The "EXIM Bank," as its commonly known, helps finance or insure some foreign purchases of U.S. goods. That it could stir such passions within the GOP seems ludicrous on its face. But the bank's defeat has been a cause celebre for the tea party wing as well as some of the conservative moment's biggest backers including Charles and David Koch and the Club for Growth. They see the bank as the kind of government intervention into the marketplace — the so-called picking of winners and losers — that they decry as self-defeating corporate welfare.
But that criticism not only fails to recognize the agency's record of success — an estimated 164,000 jobs created in fiscal year 2014 alone by helping underwrite $27.4 billion in U.S. exports (the vast majority of the transactions helping small businesses) — but ignores the reality of government involvement in the global marketplace. The vast majority of U.S. competitors in international trade offer similar government-backed loans so that foreign customers can afford to buy their exports.
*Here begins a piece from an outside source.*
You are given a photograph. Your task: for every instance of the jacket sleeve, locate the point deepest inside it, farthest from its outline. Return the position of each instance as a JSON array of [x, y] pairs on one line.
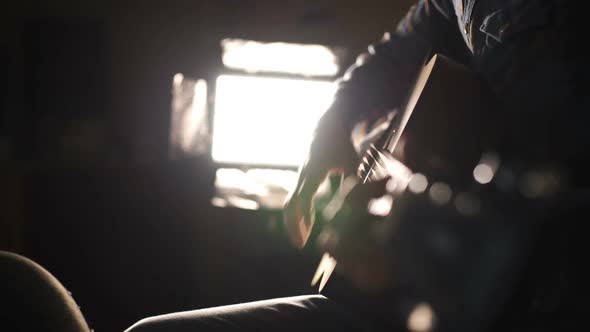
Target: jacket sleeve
[[382, 76]]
Will Russia or China stop providing that credit to purchasers if the U.S. no longer offers it? Not likely. Killing the EXIM Bank amounts to unilateral surrender.
And it's already happening. The bank lost its lending authority on June 30 when its reauthorization expired. Now, it's reduced to simply completing and servicing existing loans. That's entirely unhelpful to U.S. trade interests. This country continues to import far more than it exports (the monthly deficit reaching $42.7 billion in May), and denying customers the ability to pay for U.S. goods is only going to make matters worse.
In a perfect world, the purists might have a point about corporate welfare. But that's a matter worthy of trade negotiations. Within the U.S., states offer government-backed incentives to encourage business development all the time — including in Senator Cruz's home state of Texas. And you likely won't see the Lone Star State giving up those incentives and thus surrendering those jobs to Oklahoma or Arkansas any time soon. Why are the jobs tied to the EXIM any different?
Arguments that the bank might go bankrupt and prove costly to American taxpayers doesn't hold much water either. Not only has it been in business since Franklin D. Roosevelt was president but its default rate as of Sept. 30 was 0.175 percent, which would make it the envy of the private sector. Are there examples of EXIM loans helping one American company at the cost to another — as when Delta claims loan guarantees for Boeing jets inadvertently helped its foreign rivals keep down costs? Most likely, yes, but should the country sacrifice aerospace manufacturing for the sake of laissez-faire purity? Without the loan guarantees, Delta would be the winner and Boeing a loser, and the U.S. trade imbalance would grow worse for it.
Admittedly, the Export-Import Bank doesn't drive trade — it's loan inventory may seem large but it's puny compared with overall exports. But the potential jobs that would be sacrificed if the bank is not reauthorized are quite real. It's also troubling to watch so many Republican presidential candidates within the Senate line up against the bank (Sens. Cruz, Marco Rubio and Rand Paul versus Sen. Lindsey Graham, the sole candidate on the bank's side) with so little concern for the hundreds of thousands of jobs involved. The EXIM Bank is a success story, not a pariah. Whether the means to its resurrection should be the transportation bill (which is flawed for reasons other than inclusion of the bank's reauthorization) is another question. That the issue splits the Republican Party is a trivial concern compared to the livelihoods at stake.